With the stern four of last June's boat intact and enough good material remaining from the 1941 Jayvees and Combos to guarantee high caliber oarsmen for the four vacant bow positions, there are plenty of indications that the 1942 eight will be a top-notch successer to last year's, the best crew Tom Bolles ever coached at Harvard.
But behind the dozen experienced oarsmen available to the scholarly mentor from previous campaigns, there appears a distinct drop in quality, and, besides worrying about the present Varsity, Bolles will have to build for 1943, since most of this year's Juniors are rowing for the last time, what with the war and accelerated programs.
Captain Ted Lyman and Hallett Whitman, five and six in the Varsity boiler room, are expected to hold the same positions this year, and the odds are that seven-man Dave Challinor will be rowing behind stroke Bus Curwen for the third straight spring. In addition Tommy Boynton, last year's coxswain, is again on hand.
Curwen Has No Peer
Bolles has all he could ask for in Curwen as a stroke. Bus stood head and shoulders above last year's fine array of pace-setters, and now he is expected to have the field all to himself. Just at present he is churning up the chlorinated waters of the swimming pool, but after this weekend he will enter the rowing scene, probably with a good deal of pain, since a winter's work swimming leaves hands in no condition for hard pulling on a sweep.

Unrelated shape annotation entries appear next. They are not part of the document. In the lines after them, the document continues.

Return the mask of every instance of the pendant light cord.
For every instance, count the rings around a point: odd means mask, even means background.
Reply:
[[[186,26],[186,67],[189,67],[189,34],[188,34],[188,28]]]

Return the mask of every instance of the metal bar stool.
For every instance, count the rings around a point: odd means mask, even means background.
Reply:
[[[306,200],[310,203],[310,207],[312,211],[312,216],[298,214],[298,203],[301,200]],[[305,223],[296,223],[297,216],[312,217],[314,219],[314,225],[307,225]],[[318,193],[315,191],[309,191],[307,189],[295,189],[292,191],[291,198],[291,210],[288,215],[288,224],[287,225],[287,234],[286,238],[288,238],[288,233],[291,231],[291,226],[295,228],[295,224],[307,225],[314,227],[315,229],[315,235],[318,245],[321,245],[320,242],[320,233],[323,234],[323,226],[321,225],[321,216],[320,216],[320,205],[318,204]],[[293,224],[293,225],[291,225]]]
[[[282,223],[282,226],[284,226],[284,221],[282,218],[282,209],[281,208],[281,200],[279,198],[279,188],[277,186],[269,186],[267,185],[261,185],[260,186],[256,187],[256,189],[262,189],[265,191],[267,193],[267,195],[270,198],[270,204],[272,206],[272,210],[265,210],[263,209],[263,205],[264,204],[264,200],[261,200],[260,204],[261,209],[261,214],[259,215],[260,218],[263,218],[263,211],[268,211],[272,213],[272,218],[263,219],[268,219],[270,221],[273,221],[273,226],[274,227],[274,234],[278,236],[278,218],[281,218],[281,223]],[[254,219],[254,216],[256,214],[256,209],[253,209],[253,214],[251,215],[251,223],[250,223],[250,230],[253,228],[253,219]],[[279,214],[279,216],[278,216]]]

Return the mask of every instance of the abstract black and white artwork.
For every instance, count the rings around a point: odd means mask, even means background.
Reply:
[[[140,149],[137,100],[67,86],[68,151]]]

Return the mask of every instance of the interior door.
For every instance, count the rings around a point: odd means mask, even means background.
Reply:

Below Curwen there is practically nothing. In his absence Dave Noyes is stroking the Varsity, with experience limited to two falls of rowing, one of which was on the starboard side. An operation laid him up all last spring, and even this fall he was not a stroke. Bryce Seligman and George Nichols are the other two ranking men, and both were stroking House crews last spring. All this is a far cry from working on the Jayvees, which one of the three will probably be called upon to do.
Mike Marshall and Jerry Prince have been rowing three and four on the Varsity pretty steadily, although Bolles swears up and down that his boatings at present are meaningless. Usually "Sledge" Fitz at bow and Johnny Erskine at two have been the other members of the big boat, but yesterday Pop Jenks and Johnny Richardson filled in.
About half a dozen Sophomores have shown signs of promise in addition to Noyes. Jim Donald's rise has been spectacular. Coming to Harvard from Dallas, Texas, he never saw a sweep until Freshman year. Now that the power of which he has always had plenty has been blended with smoothness, it looks as if he might go places which his position on the second Freshman eight did not indicate.
Dick Ober, Schofield Andrews, Bill Sohier, Winsor Soule, and Nick Biddle, all 1944 are working out on the Jayvees at times, and together with veterans Tony Villa, Ev Brown, and Ford King, will probably comprise a large part of the Junior Varsity.